Is continuity (of the self, of relationships) only meaningful if there’s room to hold new light, room to be witnessed by each other? What stories do we tell our loved ones (and which do we choose not to tell), especially after years have passed, and is that kind of storytelling truly the only way to become whole again, to integrate all versions of the self, past and present?

Sometimes, it takes being witnessed by people who knew you before everything broke to feel balanced. In my unspooling, a years-long unspooling, years that made me question everything, it took being witnessed by two old friends again to remember there was something whole underneath it all. To realize that I don't have to bear a cross of guilt and regret over past choices, because these are people who have always accepted me, even as those choices seemed to make me flicker in and out of view. Time…it stretches, collapses, rewinds. I kept thinking how rare it is to sit beside someone who remembers the earliest drafts of me. I think of Cleveland, and I think of that Fourth of July weekend as a vessel, maybe even a portal, to parts of myself that were for so long dormant, now awake.

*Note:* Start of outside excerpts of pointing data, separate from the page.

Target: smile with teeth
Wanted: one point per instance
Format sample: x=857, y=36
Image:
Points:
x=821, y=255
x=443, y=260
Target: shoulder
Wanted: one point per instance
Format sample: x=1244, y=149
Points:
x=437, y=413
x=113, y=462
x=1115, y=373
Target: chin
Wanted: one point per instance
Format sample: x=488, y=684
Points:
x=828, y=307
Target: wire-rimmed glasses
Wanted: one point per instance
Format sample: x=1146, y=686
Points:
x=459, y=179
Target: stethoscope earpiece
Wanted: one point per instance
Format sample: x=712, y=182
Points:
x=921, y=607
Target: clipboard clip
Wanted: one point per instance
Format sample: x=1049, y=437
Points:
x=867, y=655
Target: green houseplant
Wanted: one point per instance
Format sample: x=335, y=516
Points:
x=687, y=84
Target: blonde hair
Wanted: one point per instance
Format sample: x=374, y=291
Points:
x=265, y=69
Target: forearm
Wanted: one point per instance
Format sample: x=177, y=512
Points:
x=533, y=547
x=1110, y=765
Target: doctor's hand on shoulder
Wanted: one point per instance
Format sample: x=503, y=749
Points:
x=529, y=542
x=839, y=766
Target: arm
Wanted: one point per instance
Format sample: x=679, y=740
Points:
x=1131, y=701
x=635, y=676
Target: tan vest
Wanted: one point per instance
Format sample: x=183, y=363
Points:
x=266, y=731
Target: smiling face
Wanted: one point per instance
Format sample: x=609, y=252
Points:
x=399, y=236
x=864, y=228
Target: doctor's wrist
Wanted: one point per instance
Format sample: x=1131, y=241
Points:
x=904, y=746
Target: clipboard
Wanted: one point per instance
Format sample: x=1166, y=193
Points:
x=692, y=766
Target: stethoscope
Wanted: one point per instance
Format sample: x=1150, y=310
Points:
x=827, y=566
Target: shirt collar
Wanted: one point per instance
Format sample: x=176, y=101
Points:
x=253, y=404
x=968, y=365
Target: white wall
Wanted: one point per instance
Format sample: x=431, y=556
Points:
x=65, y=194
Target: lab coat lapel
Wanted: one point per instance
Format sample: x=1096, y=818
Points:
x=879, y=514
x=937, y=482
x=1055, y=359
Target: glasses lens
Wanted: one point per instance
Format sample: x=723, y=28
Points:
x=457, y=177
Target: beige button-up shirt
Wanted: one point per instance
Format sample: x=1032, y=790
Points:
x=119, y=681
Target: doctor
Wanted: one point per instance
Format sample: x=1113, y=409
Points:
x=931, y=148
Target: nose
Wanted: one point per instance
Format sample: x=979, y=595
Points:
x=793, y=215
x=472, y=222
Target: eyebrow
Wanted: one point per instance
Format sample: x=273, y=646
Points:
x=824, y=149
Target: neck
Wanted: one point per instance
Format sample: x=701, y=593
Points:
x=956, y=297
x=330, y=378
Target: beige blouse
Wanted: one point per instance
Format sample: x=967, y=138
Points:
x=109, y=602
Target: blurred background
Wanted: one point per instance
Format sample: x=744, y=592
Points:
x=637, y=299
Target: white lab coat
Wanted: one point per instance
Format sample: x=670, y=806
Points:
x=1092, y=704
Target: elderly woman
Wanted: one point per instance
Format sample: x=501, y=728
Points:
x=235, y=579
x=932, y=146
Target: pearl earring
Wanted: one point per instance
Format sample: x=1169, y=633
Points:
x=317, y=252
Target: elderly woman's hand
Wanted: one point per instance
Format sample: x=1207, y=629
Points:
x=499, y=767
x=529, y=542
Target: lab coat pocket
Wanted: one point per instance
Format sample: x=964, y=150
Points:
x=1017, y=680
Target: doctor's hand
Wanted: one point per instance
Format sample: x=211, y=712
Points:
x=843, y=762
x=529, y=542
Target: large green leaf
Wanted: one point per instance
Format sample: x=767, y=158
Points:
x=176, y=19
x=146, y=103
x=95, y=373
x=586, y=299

The other night, at home, I went out to the backyard for a cigarette. I listened to the whole Lightning Bug album again, in awe of its quiet beauty.

“All the people that I used to be,” Kang sings. Old selves that I’d forgotten… decisions I didn’t expect to survive… friendships I thought had ended. But here—in the dark, seeing those fragments—it felt like remembrance rather than regret.

I listened, letting the songs become a mirror and a balm. 

Maybe that’s what listening to music is, at its best. Not just taking in sound—but letting it call back the parts of us that we thought had drifted beyond reach. Noticing which selves rise to the surface. Which memories flicker back to life, soft and shy as fireflies.